Day 11 |
Aug 29, 2012

Stornoway, Isle of Lewis, Outer Hebrides, Scotland

By Juan Carlos Restrepo, Geologist

Co-ordinates: N 58º12'24", W 006º23'07"
Weather: Overcast and rainy
Air Temperature: 10ºC
Pressure: 991 hPa
Wind: 25 knots

After a rather bumpy night, the Silver Explorer came alongside this morning in Stornoway, the capital of the Isle of Lewis. It was raining at the time, and it rained on all day.

Despite the wet conditions, many of our guests went out on the “Isle of Lewis - The Life and Times” tour. Aboard three coaches they left the city and drove across the island to the beautiful west coast and to Callanish.

Described as Scotland’s Stonehenge, the Callanish Standing Stones date from around 3000BC. There are a total of 32 stones in a circular and avenue design, cruciform to be more precise. It is thought that the site, one of several in the area was constructed for astronomical observations.

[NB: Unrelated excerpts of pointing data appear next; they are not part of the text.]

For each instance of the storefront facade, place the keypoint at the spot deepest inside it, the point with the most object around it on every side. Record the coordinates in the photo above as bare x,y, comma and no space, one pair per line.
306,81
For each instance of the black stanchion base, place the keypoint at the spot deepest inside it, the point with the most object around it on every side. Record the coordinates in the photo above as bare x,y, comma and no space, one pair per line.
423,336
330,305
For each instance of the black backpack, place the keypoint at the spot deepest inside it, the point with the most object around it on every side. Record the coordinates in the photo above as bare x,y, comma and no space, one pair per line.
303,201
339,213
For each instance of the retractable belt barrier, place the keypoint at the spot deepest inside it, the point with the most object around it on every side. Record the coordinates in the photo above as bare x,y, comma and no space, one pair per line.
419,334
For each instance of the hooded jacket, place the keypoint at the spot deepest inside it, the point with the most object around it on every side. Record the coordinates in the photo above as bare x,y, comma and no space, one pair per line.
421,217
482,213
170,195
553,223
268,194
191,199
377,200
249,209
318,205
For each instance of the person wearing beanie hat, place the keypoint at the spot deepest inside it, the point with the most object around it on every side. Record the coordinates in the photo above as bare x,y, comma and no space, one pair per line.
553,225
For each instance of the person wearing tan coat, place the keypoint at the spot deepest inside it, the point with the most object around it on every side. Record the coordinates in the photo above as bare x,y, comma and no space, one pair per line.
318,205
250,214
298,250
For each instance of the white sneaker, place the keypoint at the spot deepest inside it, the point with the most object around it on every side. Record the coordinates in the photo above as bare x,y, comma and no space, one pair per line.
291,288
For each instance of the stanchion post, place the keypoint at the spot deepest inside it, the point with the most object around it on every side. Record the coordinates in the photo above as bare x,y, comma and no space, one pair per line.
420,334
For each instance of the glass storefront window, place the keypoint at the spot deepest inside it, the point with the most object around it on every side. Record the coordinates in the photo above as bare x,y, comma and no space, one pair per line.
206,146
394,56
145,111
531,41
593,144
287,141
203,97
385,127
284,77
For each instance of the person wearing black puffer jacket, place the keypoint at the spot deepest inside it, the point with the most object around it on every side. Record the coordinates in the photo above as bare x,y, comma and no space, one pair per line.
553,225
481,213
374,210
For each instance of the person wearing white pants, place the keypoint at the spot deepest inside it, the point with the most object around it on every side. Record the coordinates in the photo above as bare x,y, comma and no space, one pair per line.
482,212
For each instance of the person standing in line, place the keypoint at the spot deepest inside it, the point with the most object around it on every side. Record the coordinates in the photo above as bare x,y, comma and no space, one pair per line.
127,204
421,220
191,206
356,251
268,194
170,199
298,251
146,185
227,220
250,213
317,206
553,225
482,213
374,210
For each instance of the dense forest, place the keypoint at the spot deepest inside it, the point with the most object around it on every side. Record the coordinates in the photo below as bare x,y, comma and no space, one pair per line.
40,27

The stones stand like a petrified forest on the flat top of a peninsula which reaches out into East Loch Roag. Our guests had a chance to visit the excellent visitor centre to learn more about the site and venture out amongst the stones themselves to experience their mysterious atmosphere. Our archaeologist Colleen Batey was on hand to provide interpretation, making the site come to life.

They then left the site and continued around the west coast to the site of Dun Carloway Broch. Probably built some time in the last century BC, it would have served as an occasional defensible residence for an extended family complete with accommodation for animals at ground floor level. It would also have served as a visible statement of power and status in the local area.

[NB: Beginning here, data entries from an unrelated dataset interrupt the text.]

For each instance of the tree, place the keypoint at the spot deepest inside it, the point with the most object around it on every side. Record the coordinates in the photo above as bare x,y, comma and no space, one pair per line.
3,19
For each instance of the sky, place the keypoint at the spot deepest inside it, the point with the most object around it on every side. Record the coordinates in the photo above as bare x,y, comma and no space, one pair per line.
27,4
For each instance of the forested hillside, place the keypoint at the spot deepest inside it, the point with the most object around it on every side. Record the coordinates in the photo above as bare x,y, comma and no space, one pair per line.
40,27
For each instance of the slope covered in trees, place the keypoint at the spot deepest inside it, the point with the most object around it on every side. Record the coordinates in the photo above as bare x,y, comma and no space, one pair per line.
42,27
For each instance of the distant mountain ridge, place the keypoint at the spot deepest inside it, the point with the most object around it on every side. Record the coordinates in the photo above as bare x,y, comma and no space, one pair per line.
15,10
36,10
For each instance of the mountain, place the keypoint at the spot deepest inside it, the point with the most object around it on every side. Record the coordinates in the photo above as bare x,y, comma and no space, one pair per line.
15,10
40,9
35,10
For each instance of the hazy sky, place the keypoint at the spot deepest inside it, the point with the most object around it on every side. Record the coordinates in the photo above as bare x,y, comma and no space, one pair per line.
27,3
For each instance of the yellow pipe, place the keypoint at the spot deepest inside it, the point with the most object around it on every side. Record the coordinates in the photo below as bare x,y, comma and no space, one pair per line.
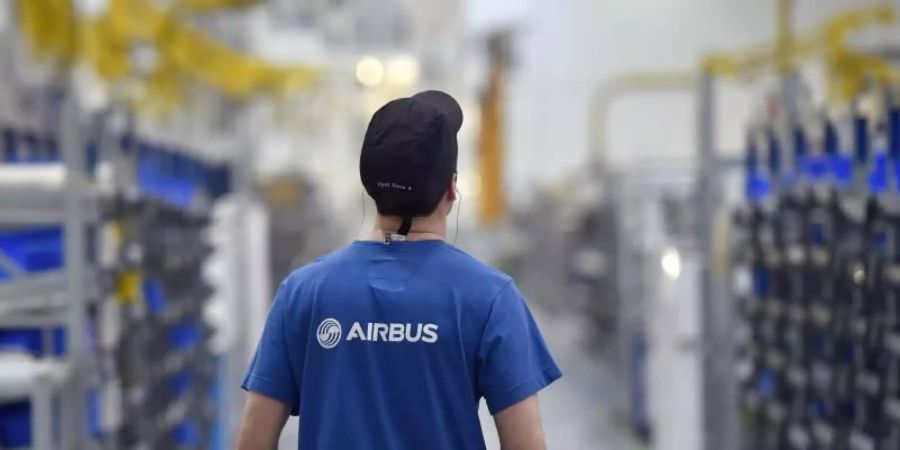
785,39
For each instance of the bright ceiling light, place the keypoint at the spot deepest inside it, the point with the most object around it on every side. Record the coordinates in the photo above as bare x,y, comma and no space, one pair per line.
469,184
403,70
369,71
671,263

After having seen this interesting archaeological site, the coaches drove north to the Black House of Arnol - a fully furnished island croft (small farm) complete with attached byre and stockyard. The house has very thick walls and a thatched roof, and a peat fire burns in the grate - crofting life as it was until only 50 years ago.

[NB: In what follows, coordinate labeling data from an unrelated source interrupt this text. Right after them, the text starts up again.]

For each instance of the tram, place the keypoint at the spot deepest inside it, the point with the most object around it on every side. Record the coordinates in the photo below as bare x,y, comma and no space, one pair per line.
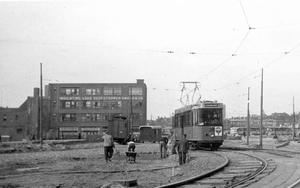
202,123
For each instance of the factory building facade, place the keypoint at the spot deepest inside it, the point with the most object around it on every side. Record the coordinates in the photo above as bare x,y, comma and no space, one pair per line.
82,110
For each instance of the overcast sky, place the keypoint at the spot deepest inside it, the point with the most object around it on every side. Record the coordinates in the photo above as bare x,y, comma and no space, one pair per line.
223,45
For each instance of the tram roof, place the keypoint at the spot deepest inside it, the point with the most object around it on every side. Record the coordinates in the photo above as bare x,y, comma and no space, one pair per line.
152,127
201,104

In fascinating contrast, the site is also home to a White House, furnished as it was in the 1920s and representing the world into which the Black House residents moved. The conditions at this stage had deteriorated even more and it was pouring down, pretty heavy rain and wind even for Scottish standards. Once we left the Black House of Arnol the coaches completed the circular drive as they headed back across moorland to Stornoway.

Once back on board our guests had lunch and an afternoon at leisure. Many went out to explore the town and some decided to take it easy and have a lazy afternoon and evening in the company of a good book and the warm onboard services and amenities of the Silver Explorer.